In his May 2016 report, ‘Tackling Drug-Resistance Infections Globally’, O’Neill’s opening gambit left no room for doubt. Aided by two leading consultancies to undertake detailed analyses, his conclusion was that the current 700,000 deaths per annum from AMR would, by 2050 reach a disturbing 10 million, far outpacing cancer, “if we do not slow down the rise of drug resistance now.”

In addition to the tragedy of the human from AMR, O’Neill estimated the cost in terms of lost production between now and 2050 at US$100 trillion “if we do not take action now”. Among other recommendations in the report was the need for a massive global public awareness campaign, improved hygiene and reductions in the spread of infection, global surveillance of drug resistance and antimicrobial consumption by humans and animals, all of which to be effective require international governmental cooperation.

Whilst 2050 may a human generation away, the timing of O’Neill’s recommendation could not be more as acute. Reports of antibiotic resistance cases in the UK are on the increase in line with international travel.

Four weeks after its publication, news broke of a 49 year-old woman from Pennsylvania with a urinary-tract infection. It became significant after its failure to respond to the antibiotics routinely used to treat what is a common condition. When colistin, an antibiotic of last resort also failed, a tangible shockwave followed. “It basically shows us that the end of the road isn’t very far away for antibiotics, that we may be in a situation where we have patients in our intensive care for which we do not have antibiotics.” Colistin resistance in China was reported in the February edition of The Lancet.

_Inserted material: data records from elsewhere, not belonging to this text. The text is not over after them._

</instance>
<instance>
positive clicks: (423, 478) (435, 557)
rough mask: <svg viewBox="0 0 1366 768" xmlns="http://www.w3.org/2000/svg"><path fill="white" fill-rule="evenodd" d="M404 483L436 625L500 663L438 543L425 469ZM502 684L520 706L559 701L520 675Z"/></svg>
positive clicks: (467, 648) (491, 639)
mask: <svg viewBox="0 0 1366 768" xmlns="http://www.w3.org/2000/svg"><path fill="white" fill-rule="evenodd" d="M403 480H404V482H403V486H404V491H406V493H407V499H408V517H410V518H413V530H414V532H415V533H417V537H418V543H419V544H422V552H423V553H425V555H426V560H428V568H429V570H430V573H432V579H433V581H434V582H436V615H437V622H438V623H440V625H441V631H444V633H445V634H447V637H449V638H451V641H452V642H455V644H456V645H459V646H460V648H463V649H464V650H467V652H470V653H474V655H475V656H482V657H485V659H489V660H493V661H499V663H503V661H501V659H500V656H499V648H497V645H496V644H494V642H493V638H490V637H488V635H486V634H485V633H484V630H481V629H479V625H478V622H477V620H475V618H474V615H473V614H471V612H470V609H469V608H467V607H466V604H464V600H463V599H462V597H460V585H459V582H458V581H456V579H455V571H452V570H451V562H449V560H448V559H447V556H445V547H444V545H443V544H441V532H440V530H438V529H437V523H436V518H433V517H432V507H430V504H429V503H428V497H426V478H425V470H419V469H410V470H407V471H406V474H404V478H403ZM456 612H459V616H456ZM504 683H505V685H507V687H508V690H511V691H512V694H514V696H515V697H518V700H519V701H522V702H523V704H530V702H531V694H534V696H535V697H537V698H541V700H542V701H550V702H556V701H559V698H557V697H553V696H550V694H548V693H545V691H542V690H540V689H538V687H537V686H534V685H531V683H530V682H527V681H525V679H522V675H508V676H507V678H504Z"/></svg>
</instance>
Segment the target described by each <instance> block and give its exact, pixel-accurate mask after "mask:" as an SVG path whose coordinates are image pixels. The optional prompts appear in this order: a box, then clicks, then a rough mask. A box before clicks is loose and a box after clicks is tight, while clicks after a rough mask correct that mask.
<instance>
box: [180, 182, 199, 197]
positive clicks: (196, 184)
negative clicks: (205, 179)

O’Neill’s final recommendation concludes that no one country or region, can alone tackle AMR. This has potential ramifications for the pharmaceutical sector where the development of new antibiotics has “put on the back burner” as firms pursue new treatments such as diabetes, rheumatism that come with lower risk, and significantly higher returns over the long term. “Global action is essential to make progress over the long term. It calls on the G20 and UN to now focus the supply and demand for antimicrobials and to spark a step change in the fight against AMR.”

Such is the hiatus in R&D, without the collaborative approach of leading academics, clinicians and pharmaceutical industry scientists, such as that espoused by Antibiotic Research UK, modern medicine as we know it may cease. Deaths from Sepsis, a blood infection currently standing at 44,000 per year, would skyrocket with the onset of untreatable, antibiotic resistant infections. Routine surgery will no longer be routine but a high-risk intervention. There are lights on the horizon in the form of new compounds such as Teixobactin or AR-12 as well new technologies such as the ‘iChip, a device able to capture the environmental organisms that produce antimicrobial compounds. The timing of the arrival of a new class of antibiotics will determine the risk of a return to the implications and risk pre-Penicillin world.



This article was published in the July 2016 issue of CIR Magazine.